Could new compound be key to treating obesity?

Ever fantasize of being able to see the benefits of exercise without having to, you know, work out?

If so, research from Britain's University of Southampton published recently gives a glimpse of what may be possible in the future.

Ali Tavassoli, a professor of chemical biology, and Felino Cagampang, an associate professor in integrative physiology, reported that they had synthesized a molecule that acts as an "exercise mimic" by tricking cells into thinking they have run out of energy.

Dubbed "compound 14," the new molecule does this by triggering a chain reaction of events in the cell. Compound 14 inhibits the function of an enzyme called ATIC which plays a central role in insulin signaling in the body. That in turn leads to the build up of something called ZMP - known as a "master regulator" of metabolism - in the cells. It's ZMP that makes cells think they have run out of energy and activate the cell's central energy censor which is known as AMPK. The cells compensate by increasing their glucose intake and metabolism - changes that typically occur during exercise and that lead to weight loss.

If this effect could be verified and the compound found to be safe in humans, it could lead to a treatment, even something as simple as a pill, for obesity or Type 2 diabetes.
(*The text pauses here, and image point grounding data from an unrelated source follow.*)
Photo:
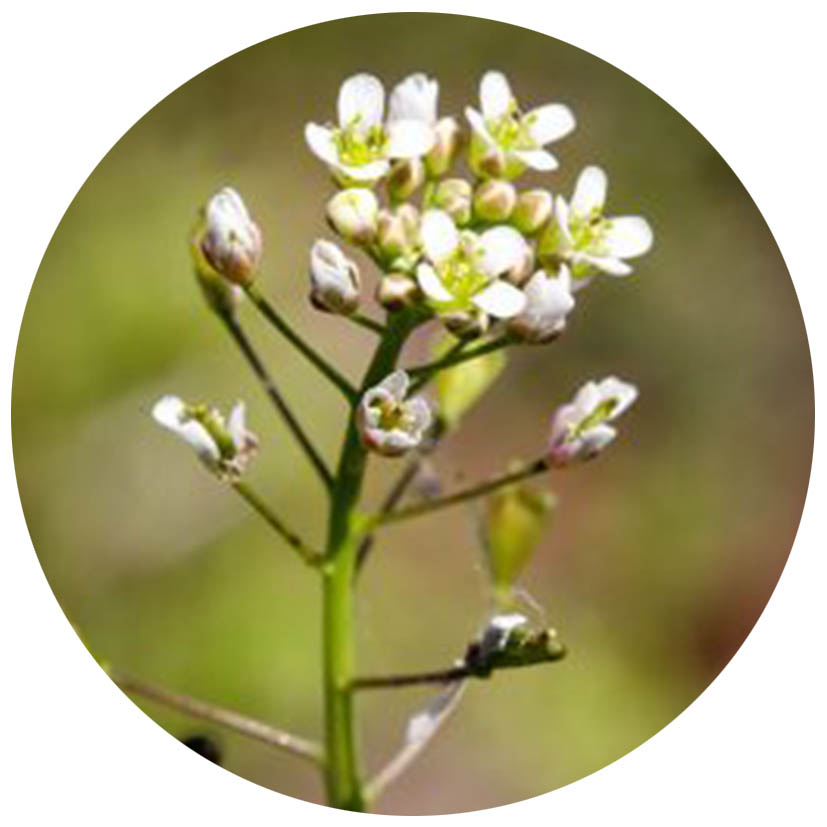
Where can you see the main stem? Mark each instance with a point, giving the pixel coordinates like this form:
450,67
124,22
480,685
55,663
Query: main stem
345,534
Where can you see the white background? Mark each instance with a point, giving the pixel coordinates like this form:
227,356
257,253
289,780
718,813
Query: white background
749,76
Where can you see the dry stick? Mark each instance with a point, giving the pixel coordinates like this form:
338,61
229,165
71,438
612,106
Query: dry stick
275,319
228,718
412,749
537,467
261,372
309,555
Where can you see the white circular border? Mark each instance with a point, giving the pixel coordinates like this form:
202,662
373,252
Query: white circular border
77,76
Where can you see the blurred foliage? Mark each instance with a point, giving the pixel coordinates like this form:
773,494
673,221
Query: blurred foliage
664,552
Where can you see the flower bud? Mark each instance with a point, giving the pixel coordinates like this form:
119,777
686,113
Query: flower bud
405,178
231,240
352,214
460,387
515,518
397,231
388,423
334,279
444,151
397,291
533,210
494,201
454,197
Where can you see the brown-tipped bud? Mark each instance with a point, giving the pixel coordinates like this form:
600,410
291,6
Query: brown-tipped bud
494,201
405,178
533,211
469,324
231,240
454,197
352,214
397,291
448,135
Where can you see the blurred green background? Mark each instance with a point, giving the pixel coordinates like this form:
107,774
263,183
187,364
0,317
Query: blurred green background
664,552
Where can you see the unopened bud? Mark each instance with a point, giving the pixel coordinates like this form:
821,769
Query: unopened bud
231,241
405,178
352,214
396,291
533,211
334,279
444,151
454,197
494,201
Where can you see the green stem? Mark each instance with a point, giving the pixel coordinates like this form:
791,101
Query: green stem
421,374
309,555
345,534
270,388
479,490
272,316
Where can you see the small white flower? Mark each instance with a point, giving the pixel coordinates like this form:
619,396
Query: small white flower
580,234
388,423
359,150
464,268
231,241
548,302
581,429
507,141
225,448
334,279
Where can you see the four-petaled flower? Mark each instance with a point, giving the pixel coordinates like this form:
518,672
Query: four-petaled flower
580,234
231,240
581,429
390,424
359,150
224,447
463,269
506,141
548,302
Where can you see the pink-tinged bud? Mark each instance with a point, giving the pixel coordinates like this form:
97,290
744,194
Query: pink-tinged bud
334,279
231,242
388,423
580,429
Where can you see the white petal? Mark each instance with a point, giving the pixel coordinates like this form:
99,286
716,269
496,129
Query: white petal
589,191
361,99
430,284
237,424
537,159
409,138
503,248
628,236
500,299
320,141
549,123
495,95
478,125
439,235
396,384
415,98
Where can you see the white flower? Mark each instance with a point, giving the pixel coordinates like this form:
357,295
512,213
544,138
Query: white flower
360,148
464,269
231,241
582,235
388,423
548,302
334,279
580,429
507,141
224,448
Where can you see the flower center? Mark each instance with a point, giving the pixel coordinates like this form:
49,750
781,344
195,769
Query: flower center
358,146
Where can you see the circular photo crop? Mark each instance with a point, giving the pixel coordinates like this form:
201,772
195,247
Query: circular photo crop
414,428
In the study published in the journal Chemistry and Biology, scientists gave compound 14 to two different groups of mice. One group was fed a normal diet and the other a high-fat diet which made them obese and impaired their glucose tolerance, an early sign of pre-diabetes.
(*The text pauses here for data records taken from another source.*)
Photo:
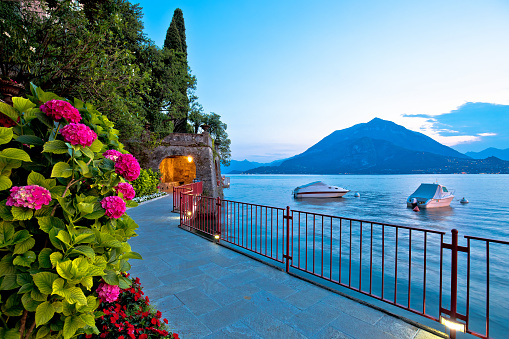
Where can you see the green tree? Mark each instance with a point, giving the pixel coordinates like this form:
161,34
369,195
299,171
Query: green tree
218,133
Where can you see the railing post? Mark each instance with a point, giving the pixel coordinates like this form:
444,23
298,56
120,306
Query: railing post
181,210
287,256
218,218
454,278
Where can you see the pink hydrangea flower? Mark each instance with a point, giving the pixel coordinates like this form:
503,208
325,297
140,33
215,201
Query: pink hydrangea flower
78,134
31,196
108,293
128,167
112,154
126,189
114,206
58,109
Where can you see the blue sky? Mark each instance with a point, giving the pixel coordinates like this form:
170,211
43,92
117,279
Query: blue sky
284,74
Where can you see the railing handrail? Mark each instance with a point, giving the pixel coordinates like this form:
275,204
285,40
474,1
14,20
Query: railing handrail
224,213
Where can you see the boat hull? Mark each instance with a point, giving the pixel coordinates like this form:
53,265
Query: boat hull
432,203
320,194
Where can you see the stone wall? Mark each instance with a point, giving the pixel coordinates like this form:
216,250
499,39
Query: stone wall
199,146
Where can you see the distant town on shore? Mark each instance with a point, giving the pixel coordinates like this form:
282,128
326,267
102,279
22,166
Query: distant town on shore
379,147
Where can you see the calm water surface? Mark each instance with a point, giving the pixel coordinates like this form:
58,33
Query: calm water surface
383,199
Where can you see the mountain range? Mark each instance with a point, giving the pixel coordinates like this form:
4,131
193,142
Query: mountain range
380,147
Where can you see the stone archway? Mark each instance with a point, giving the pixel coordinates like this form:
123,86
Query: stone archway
177,170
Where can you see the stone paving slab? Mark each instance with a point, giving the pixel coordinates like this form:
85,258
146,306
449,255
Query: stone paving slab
209,291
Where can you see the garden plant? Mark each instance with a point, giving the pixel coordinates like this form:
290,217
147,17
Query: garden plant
64,189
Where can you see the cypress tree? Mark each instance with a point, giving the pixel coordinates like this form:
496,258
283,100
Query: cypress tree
173,40
178,17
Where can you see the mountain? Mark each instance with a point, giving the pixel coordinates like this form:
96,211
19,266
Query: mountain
379,147
490,152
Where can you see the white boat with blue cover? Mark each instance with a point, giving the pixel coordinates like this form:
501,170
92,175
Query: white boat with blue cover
319,189
430,196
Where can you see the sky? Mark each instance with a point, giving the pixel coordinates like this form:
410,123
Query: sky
284,74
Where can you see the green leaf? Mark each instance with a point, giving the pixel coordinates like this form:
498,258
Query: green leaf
44,313
71,325
44,281
85,250
96,146
44,119
9,282
9,111
6,233
48,222
55,146
43,332
44,258
12,333
5,183
22,213
30,140
61,170
24,246
25,259
29,303
15,154
5,135
88,152
22,104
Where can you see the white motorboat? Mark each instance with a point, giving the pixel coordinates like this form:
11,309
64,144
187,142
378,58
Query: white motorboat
430,196
319,189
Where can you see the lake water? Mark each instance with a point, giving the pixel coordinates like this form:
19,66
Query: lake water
383,199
The results were intriguing: In the normal diet group, blood glucose and weight remained normal. But in the high-fat diet group, a single dose of compound 14 lowered blood glucose to near normal levels. A daily dose for seven days caused them to lose 5 percent of their body weight.

"(T) his new molecule seems to reduce glucose levels and at the same time decrease body weight, but only if the subject is obese," Cagampang explained in a statement.

Tavassoli said that there is a lot of evidence from previous studies to support the theory of selectively activating AMPK to increase the uptake and usage of glucose and oxygen by cells. "Our molecule, which activates AMK by altering cellular metabolism, therefore holds much promise as a potential therapeutic agent," he said.

The researchers said their next step would be to examine the effect of long-term treatment and how it works to improve glucose tolerance and reducing body weight.